What has the church done? It made the wife a slave—the property of the husband, and it placed the husband as much above the wife as Christ was above the husband. It taught that a nun is purer, nobler than a mother. It induced millions of pure and conscientious girls to renounce the joys of life—to take the veil woven of night and death, to wear the habiliments of the dead—made them believe that they were the brides of Christ. For my part, I would as soon be a widow as the bride of a man who had been dead for eighteen hundred years. The poor deluded girls imagined that they, in some mysterious way, were in spiritual wedlock united with God. All worldly desires were driven from their hearts. They filled their lives with fastings—with prayers—with self-accusings. They forgot fathers and mothers and gave their love to the invisible. They were the victims, the convicts of superstition—prisoners in the penitentiaries of God. Conscientious, good, sincere—insane. These loving women gave their hearts to a phantom, their lives to a dream.

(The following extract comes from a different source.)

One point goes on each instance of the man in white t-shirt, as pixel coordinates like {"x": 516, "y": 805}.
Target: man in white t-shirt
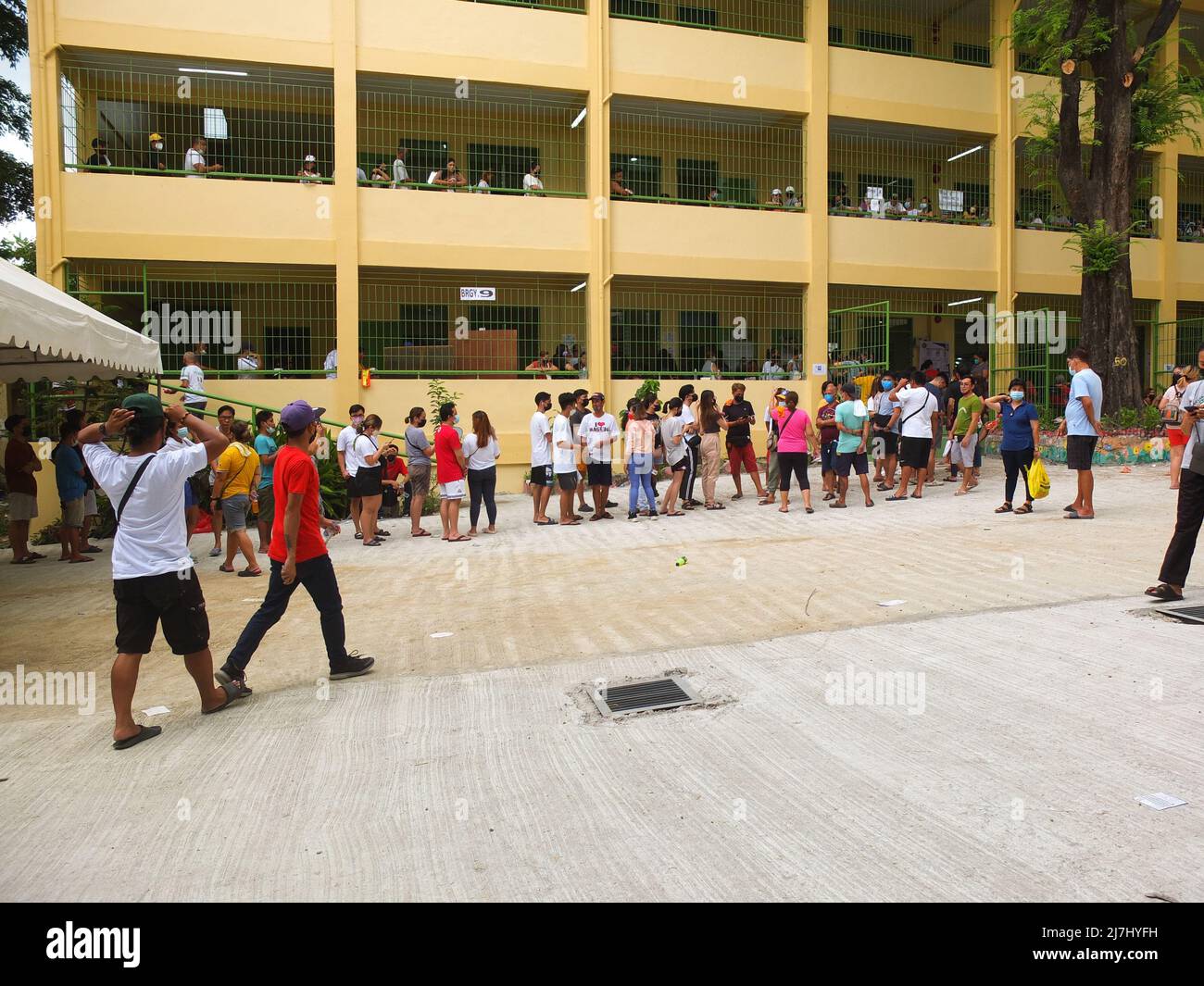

The theologians depend on assertions. They have no evidence. They claim that their inspired book is superior to reason and independent of evidence. They talk about probability—analogy—inferences—but they present no evidence. They say that they know that Christ lived, in the same way that they know that Cæsar lived. They might add that they know Moses talked with Jehovah on Sinai the same way they know that Brigham Young talked with God in Utah. The evidence in both cases is the same,—none in either. How do they prove that Christ rose from the dead? They find the account in a book. Who wrote the book? They do not know. What evidence is this? None, unless all things found in books are true.